Installations of renewable energy sources, mainly wind and solar, have been growing strongly for the last fifteen years. We expect that growth will accelerate as renewables are today the most economical option for providing clean energy, cutting carbon emissions and slowing down the impact of climate change. However, renewables alone will not be enough to deliver a safe and reliable electricity supply. The way to climate neutrality has to be paved by a multitude of technologies, approaches and market mechanisms. Within this mix, flexibility stands out as one of the essential features of the energy system of the future.
The current electricity system has been built up steadily over the past 100 years. The recent build-out in renewables has caused significant changes to this system. Traditionally, generation has followed demand, ready to supply any quantity at any point in time in any corner – of the developed world. As the system accrues a higher proportion of variable renewables, there is an imperative for demand to follow supply to harvest the resources provided by nature most effectively. Meaning, consumption should be focussed when power is abundant and cheap and reduced or delayed otherwise.
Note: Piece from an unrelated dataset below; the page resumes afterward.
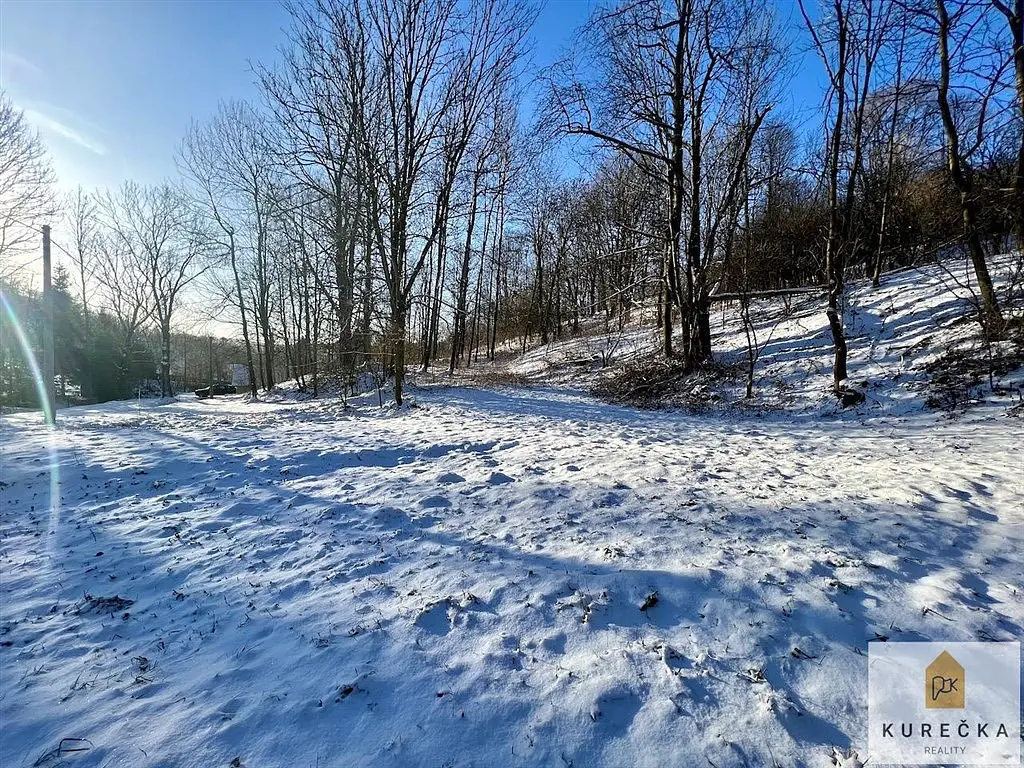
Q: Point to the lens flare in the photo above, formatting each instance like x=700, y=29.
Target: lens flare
x=41, y=390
The Californian now-infamous Duck Curve (i.e. the need for massive amounts of fossil fuels generation to be put onto the system when the sun goes down) is now a reality in many countries around the world. The approach to the issue needs to change, instead of feeding this Duck with fossil fuels, we now need to get rid of it altogether. A way to achieve this? Through flexibility.
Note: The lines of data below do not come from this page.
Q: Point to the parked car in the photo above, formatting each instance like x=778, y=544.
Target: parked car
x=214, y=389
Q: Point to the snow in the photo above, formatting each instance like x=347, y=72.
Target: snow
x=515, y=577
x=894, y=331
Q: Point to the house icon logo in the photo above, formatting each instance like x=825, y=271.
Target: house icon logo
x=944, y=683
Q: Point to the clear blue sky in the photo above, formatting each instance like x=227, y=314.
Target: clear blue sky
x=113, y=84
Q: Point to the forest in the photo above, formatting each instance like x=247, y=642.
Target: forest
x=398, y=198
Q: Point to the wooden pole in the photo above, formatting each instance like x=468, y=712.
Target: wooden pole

Flexibility is a state of mind: it implies the readiness to abandon old ways of thinking and embrace new ones; for instance, by creating new market mechanisms that enable technologies such as batteries, hydrogen, and vehicle to grid to be effectively used. Flexibility is about the ability, supported by technologies, of participants to dynamically interact among themselves to maximize resources, minimize costs, as well as increasing resilience, energy security and safety.
One essential venue for flexibility deployment is the power grid. One of the main tasks of the grid operator has always been to keep the electricity system stable in balance. They have traditionally used tools such as spinning reserves which enable generation to respond quickly to changes in demand. In recent years, grid operators have added new tools and approaches to manage the increasingly challenging task of keeping the system stable. In some countries, grid operators have gone a long way to reinventing their practices, while in many others, they are still on an incremental pathway. With increasing shares of renewable in the system, flexibility services will become available at all voltage levels and involve both the demand and the generation side.
It is time for flexibility to be embedded in energy system planning and design in a meaningful way. All market and system participants need to identify and play a well-defined role in developing and contributing flexibility services through new business models if necessary. For this to happen, the electricity markets, currently designed for a fossil-fuel world, are no longer fit for purpose; they need to be reshaped to reward flexibility and dispatchability. With flexibility accounted and planned for within the system, we can accelerate the energy transition and speed up the electrification of several sectors in a cost-efficient way.